Currently, only California, New Jersey, Washington, Rhode Island, and the District of Columbia provide any benefits at all regarding family care-related absences from work. San Francisco is the first region in the U.S. to provide full paid leave. We can all agree that this new law is very much needed and we applaud its passage. However, the city of San Francisco passing the law is only the first step towards what many other countries consider to be the norm. According to the International Labor Organization, the United States and Papua New Guinea are the only two countries in their list that do not currently offer full paid parental leave. Not only do we hope for more states to adopt this new policy, we also believe this law should be implemented on a federal level.

This law could also play an essential role in eradicating the notion that women have to choose between having a career over being a mother, each of which are important and valuable in their unique ways. With the six weeks of paid leave, working mothers can depend on the necessary help from their employers as opposed to feeling the pressure to return to work as soon as their child is born or adopted.

Furthermore, we praise the fact that this new policy applies to not just heterosexual couples, but also to same- sex couples and single parents. This policy rightfully keeps in mind that families are dissimilar in regards to both finances and appearances, and it supports every type of new parent.

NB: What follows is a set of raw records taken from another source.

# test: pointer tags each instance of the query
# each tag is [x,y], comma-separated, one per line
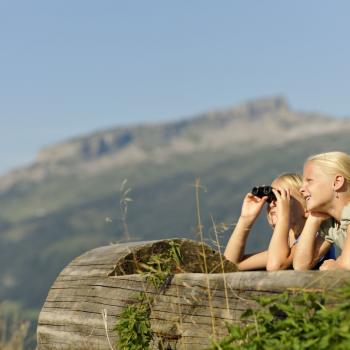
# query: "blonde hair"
[294,181]
[333,163]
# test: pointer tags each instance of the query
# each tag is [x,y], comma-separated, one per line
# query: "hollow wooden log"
[186,313]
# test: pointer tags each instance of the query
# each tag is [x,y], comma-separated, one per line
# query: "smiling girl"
[286,215]
[326,189]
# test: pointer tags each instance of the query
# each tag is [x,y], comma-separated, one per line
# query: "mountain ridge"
[249,125]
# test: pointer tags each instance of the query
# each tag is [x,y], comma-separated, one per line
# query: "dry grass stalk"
[200,231]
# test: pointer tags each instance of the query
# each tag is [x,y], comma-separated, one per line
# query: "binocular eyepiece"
[262,191]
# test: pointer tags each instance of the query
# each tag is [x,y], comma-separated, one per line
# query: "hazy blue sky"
[70,67]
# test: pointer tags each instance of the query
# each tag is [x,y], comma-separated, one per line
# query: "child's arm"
[310,247]
[235,248]
[343,261]
[280,254]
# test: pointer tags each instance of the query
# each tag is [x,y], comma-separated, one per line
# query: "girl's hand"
[252,206]
[329,264]
[317,216]
[282,202]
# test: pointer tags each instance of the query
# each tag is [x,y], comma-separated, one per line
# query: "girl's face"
[297,211]
[317,188]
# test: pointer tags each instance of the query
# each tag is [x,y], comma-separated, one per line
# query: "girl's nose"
[272,203]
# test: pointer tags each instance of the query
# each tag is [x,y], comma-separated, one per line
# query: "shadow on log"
[186,312]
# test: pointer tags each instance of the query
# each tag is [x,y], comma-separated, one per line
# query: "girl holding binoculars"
[286,214]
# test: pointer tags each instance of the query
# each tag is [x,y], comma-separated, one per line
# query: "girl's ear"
[338,182]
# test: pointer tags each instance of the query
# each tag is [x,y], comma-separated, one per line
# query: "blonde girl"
[286,215]
[326,189]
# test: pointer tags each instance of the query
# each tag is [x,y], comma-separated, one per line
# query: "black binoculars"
[262,191]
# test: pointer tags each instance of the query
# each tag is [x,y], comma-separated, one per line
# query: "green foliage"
[159,268]
[133,327]
[293,321]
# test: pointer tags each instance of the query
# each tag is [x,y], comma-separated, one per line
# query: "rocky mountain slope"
[68,200]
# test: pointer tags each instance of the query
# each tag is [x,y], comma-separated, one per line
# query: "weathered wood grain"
[191,310]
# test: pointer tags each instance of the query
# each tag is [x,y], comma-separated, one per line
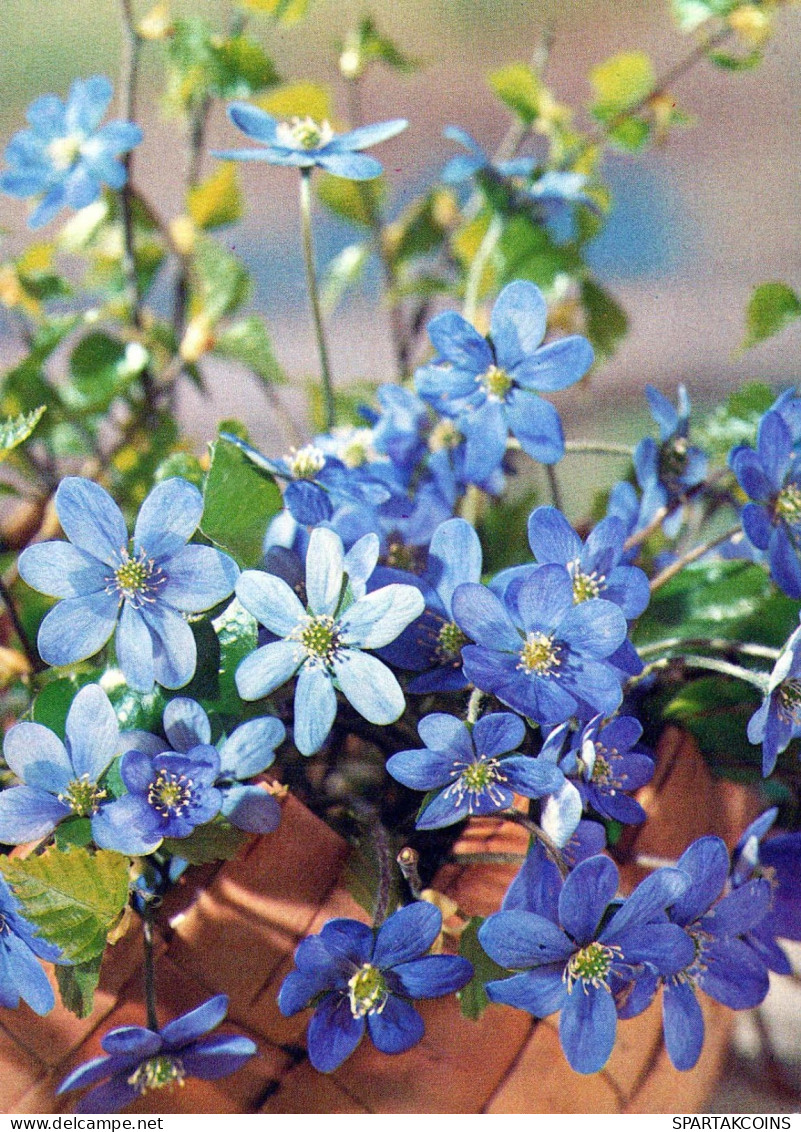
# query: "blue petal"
[315,709]
[369,685]
[198,577]
[407,934]
[77,628]
[168,519]
[91,519]
[61,569]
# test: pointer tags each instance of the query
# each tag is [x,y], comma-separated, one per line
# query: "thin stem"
[315,297]
[692,556]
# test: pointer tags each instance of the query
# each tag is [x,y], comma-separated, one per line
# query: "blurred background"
[695,226]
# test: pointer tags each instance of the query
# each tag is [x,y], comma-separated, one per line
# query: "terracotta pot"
[234,931]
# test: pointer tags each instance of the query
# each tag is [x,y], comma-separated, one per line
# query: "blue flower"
[573,953]
[20,949]
[324,643]
[247,752]
[777,720]
[542,654]
[143,1060]
[360,979]
[490,385]
[169,795]
[304,143]
[772,478]
[60,779]
[723,966]
[468,769]
[67,155]
[147,588]
[666,471]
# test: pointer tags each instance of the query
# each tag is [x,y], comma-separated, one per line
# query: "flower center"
[136,579]
[83,796]
[449,641]
[65,152]
[170,794]
[367,991]
[540,654]
[497,383]
[303,134]
[157,1073]
[591,966]
[787,506]
[304,463]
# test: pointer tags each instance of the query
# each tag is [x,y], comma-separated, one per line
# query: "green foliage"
[74,897]
[473,998]
[248,342]
[771,308]
[77,985]
[240,499]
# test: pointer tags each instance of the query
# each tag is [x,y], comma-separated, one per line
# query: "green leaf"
[214,841]
[606,323]
[356,202]
[77,985]
[248,342]
[71,895]
[771,308]
[16,429]
[473,998]
[240,499]
[620,83]
[519,88]
[216,200]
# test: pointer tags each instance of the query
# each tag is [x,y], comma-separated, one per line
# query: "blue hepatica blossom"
[140,1061]
[771,477]
[169,795]
[359,979]
[324,643]
[66,156]
[304,143]
[59,779]
[542,654]
[723,966]
[475,771]
[570,954]
[247,752]
[141,590]
[20,949]
[777,720]
[491,385]
[666,471]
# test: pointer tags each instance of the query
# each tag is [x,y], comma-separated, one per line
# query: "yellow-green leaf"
[216,200]
[71,895]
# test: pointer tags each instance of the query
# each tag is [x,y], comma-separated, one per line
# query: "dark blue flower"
[304,143]
[20,949]
[66,156]
[141,590]
[60,779]
[360,979]
[324,644]
[474,770]
[169,795]
[772,478]
[573,952]
[143,1060]
[542,654]
[491,385]
[247,752]
[666,471]
[777,720]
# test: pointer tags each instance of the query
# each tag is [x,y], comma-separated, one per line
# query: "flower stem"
[315,296]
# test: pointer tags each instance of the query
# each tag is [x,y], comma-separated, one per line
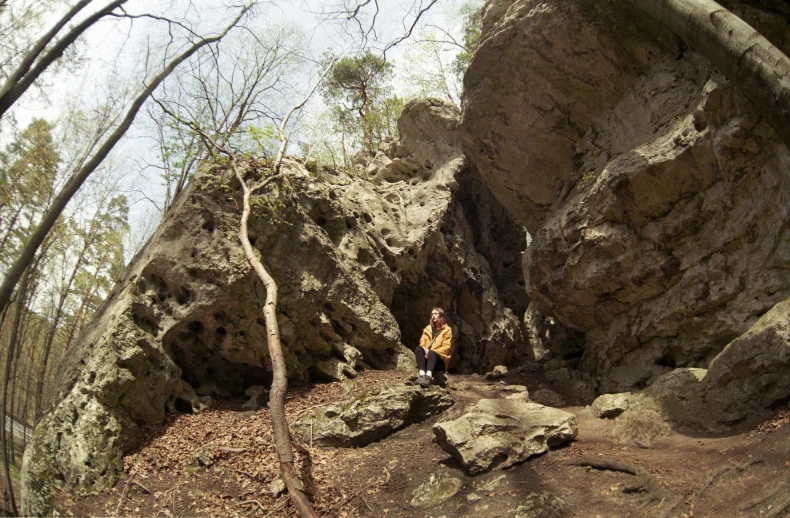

American workers deserve the right to take care of their children without worrying about their jobs and maintaining financial stability, especially given the fact that different families experience different levels of income. Paid parental leave should not be considered a revolutionary idea, particularly when taking into account the very large number of countries who have longer parental paid leave than the United States. This law will help the average person create a better, healthier balance between work and family considering the fact that the first month of a newborn’s life is so fragile. It should be more of a legislative priority.